Did China really overtake U.S as world's largest energy consumer? Looks like it

Last July, the Wall Street Journal reported that China had overtaken the U.S. to become the world's largest energy consumer. According to the WSJ, data gleaned from the Paris-based International Energy Agency (IEA) confirmed that China's energy consumption surpassed all other nations. The IEA's report showed that China had consumed 2.252 billion tons of oil equivalent in 2009 (a metric that's used to represent all forms of energy consumed, including crude oil, nuclear power, coal, natural gas and renewable sources. Think of it as mpge for a country). For the sake of comparison, the IEA claimed that the U.S. had burned through 2.170 billion tons of oil equivalent in 2009.

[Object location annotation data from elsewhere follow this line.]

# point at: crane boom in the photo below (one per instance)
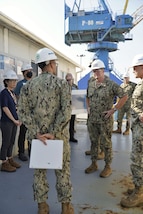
(125, 7)
(137, 16)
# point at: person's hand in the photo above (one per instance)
(44, 137)
(141, 117)
(17, 122)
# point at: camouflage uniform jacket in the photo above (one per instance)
(101, 98)
(45, 105)
(129, 89)
(137, 103)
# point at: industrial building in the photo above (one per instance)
(18, 46)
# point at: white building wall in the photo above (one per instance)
(16, 49)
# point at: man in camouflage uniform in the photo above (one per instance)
(135, 197)
(126, 109)
(100, 94)
(100, 150)
(45, 109)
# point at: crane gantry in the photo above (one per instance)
(99, 29)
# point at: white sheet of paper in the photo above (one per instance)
(48, 156)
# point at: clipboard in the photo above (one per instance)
(48, 156)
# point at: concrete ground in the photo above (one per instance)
(91, 194)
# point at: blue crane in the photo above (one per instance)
(99, 29)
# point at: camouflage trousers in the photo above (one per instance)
(100, 136)
(137, 154)
(121, 113)
(63, 183)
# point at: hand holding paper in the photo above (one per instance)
(44, 137)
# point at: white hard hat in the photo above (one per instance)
(126, 74)
(26, 67)
(97, 64)
(45, 55)
(10, 74)
(137, 60)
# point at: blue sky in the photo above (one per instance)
(45, 18)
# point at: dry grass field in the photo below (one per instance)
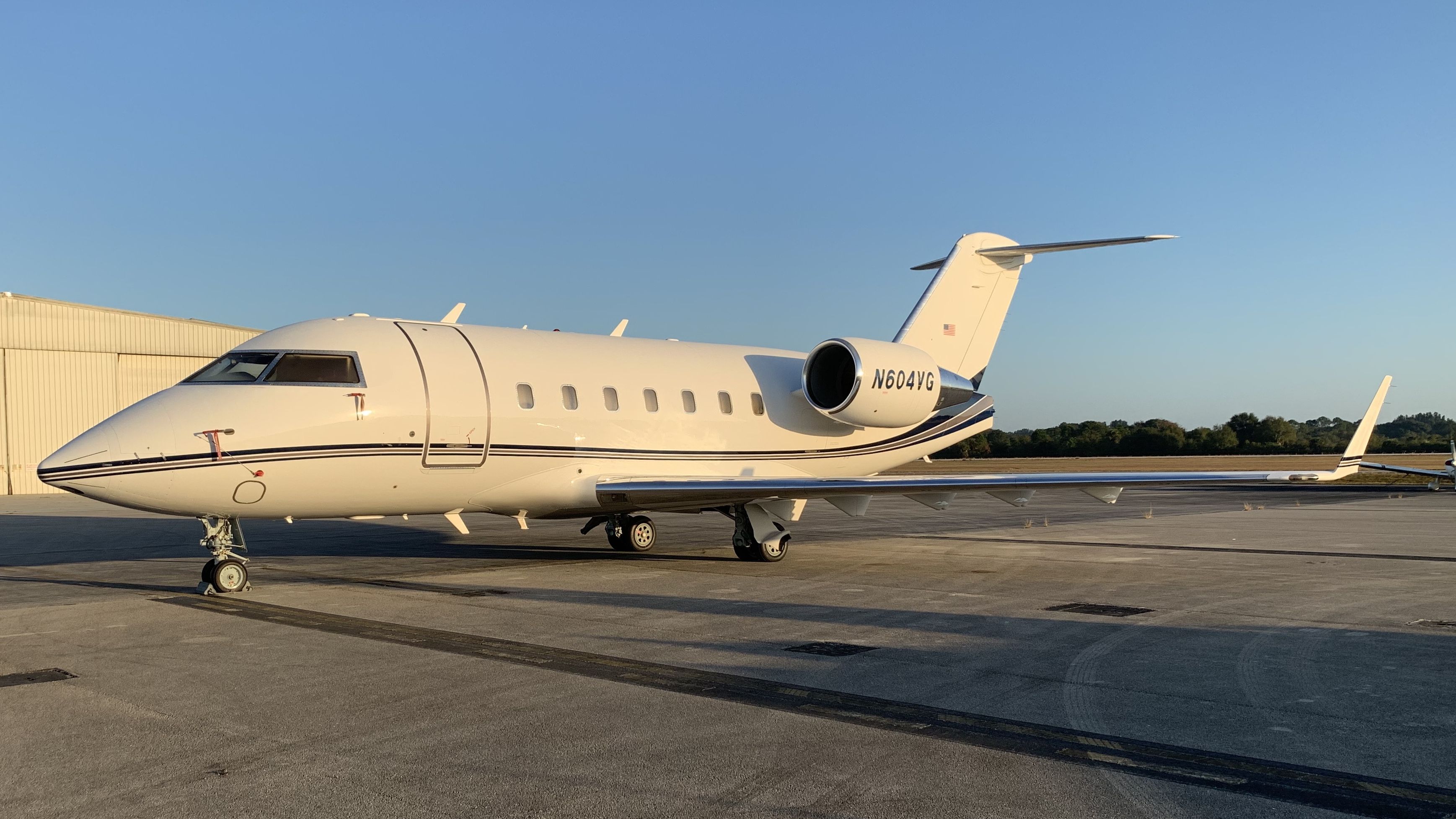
(1183, 463)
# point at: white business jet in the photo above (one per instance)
(1448, 473)
(363, 418)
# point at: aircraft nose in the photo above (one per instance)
(78, 465)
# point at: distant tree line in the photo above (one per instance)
(1244, 434)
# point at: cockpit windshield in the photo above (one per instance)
(312, 369)
(280, 367)
(233, 367)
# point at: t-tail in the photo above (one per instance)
(960, 316)
(1355, 453)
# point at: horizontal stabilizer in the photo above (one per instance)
(1012, 251)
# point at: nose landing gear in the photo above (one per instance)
(228, 571)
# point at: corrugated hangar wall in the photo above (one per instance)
(66, 367)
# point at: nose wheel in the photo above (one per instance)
(228, 571)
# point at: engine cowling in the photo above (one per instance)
(868, 383)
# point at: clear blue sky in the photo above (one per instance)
(766, 173)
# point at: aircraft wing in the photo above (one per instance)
(672, 492)
(705, 492)
(1406, 470)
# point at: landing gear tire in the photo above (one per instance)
(229, 575)
(772, 549)
(638, 535)
(632, 535)
(226, 572)
(747, 548)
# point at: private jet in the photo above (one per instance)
(362, 416)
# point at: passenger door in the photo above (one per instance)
(458, 411)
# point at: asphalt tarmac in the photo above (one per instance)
(1272, 652)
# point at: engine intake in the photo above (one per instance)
(868, 383)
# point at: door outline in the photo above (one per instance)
(424, 380)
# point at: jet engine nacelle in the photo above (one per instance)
(868, 383)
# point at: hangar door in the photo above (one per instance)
(458, 416)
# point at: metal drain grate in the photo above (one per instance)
(1098, 609)
(44, 675)
(830, 649)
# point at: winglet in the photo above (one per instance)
(1355, 453)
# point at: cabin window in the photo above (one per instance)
(313, 369)
(233, 367)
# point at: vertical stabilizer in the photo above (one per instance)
(959, 318)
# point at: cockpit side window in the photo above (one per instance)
(235, 367)
(313, 369)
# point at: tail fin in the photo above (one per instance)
(1355, 453)
(960, 316)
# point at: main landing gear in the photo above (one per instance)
(228, 571)
(758, 537)
(626, 533)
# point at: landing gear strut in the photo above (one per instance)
(228, 571)
(756, 536)
(631, 533)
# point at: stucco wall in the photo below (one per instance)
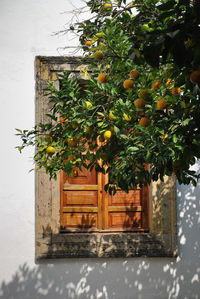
(26, 29)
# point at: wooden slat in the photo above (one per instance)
(80, 209)
(80, 197)
(106, 224)
(123, 198)
(80, 187)
(125, 209)
(100, 197)
(80, 221)
(128, 220)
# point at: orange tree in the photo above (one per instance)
(141, 103)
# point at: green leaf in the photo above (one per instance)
(175, 138)
(166, 6)
(133, 149)
(18, 130)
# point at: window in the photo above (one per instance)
(76, 218)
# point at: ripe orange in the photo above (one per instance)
(71, 142)
(136, 133)
(100, 34)
(49, 138)
(155, 85)
(88, 105)
(101, 138)
(107, 134)
(140, 103)
(195, 77)
(98, 55)
(161, 104)
(144, 122)
(126, 117)
(102, 78)
(134, 74)
(143, 94)
(107, 6)
(88, 43)
(74, 125)
(74, 173)
(176, 90)
(112, 116)
(112, 130)
(105, 156)
(88, 130)
(128, 83)
(169, 82)
(71, 158)
(50, 150)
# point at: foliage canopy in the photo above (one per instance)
(140, 104)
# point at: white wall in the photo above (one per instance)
(26, 29)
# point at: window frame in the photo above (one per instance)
(160, 241)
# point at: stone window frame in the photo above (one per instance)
(160, 241)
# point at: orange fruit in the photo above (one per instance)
(49, 138)
(88, 130)
(161, 104)
(50, 150)
(112, 130)
(126, 117)
(71, 158)
(136, 133)
(101, 139)
(155, 85)
(195, 77)
(105, 156)
(144, 122)
(74, 173)
(98, 55)
(134, 74)
(140, 103)
(88, 43)
(74, 125)
(88, 105)
(112, 116)
(169, 82)
(107, 6)
(107, 134)
(71, 142)
(143, 94)
(176, 90)
(102, 78)
(128, 84)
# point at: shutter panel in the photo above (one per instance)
(126, 211)
(81, 201)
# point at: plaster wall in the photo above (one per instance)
(26, 30)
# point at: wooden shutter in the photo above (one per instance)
(81, 200)
(126, 211)
(85, 206)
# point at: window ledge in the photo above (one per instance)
(110, 245)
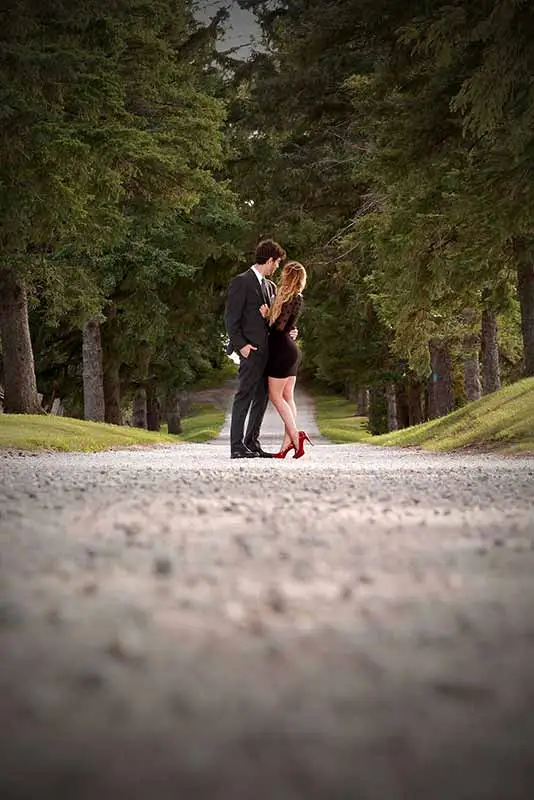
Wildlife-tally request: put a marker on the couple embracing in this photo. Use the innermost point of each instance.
(260, 320)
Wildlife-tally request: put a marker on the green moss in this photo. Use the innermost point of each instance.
(501, 422)
(336, 421)
(36, 432)
(29, 432)
(203, 424)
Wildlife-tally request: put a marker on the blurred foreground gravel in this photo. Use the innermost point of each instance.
(358, 624)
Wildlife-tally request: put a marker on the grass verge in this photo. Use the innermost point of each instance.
(501, 422)
(336, 421)
(203, 424)
(63, 434)
(39, 432)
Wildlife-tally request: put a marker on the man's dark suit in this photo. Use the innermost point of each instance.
(245, 325)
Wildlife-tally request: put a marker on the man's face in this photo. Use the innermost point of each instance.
(272, 265)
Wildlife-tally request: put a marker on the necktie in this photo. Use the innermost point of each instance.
(265, 291)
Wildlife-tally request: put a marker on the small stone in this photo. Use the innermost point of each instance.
(126, 646)
(243, 545)
(345, 593)
(162, 565)
(90, 678)
(10, 614)
(276, 600)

However, China immediately disputed the IEA's claim, but failed to offer sufficient data to prove that it was not the world's largest energy consumer. Now, there seems to be additional evidence suggesting that China leads way. According to data released by the General Administration of Customs of China Monday, China imported 239 million tons of oil in 2010. This is a 17.5 percent increase over its crude imports in 2009. Furthermore, China Business News indicates that the increase in imported oil reflects the nation's growing energy demand and reinforces the notion that China has overtaken the U.S. in the position of biggest energy consumer in the world.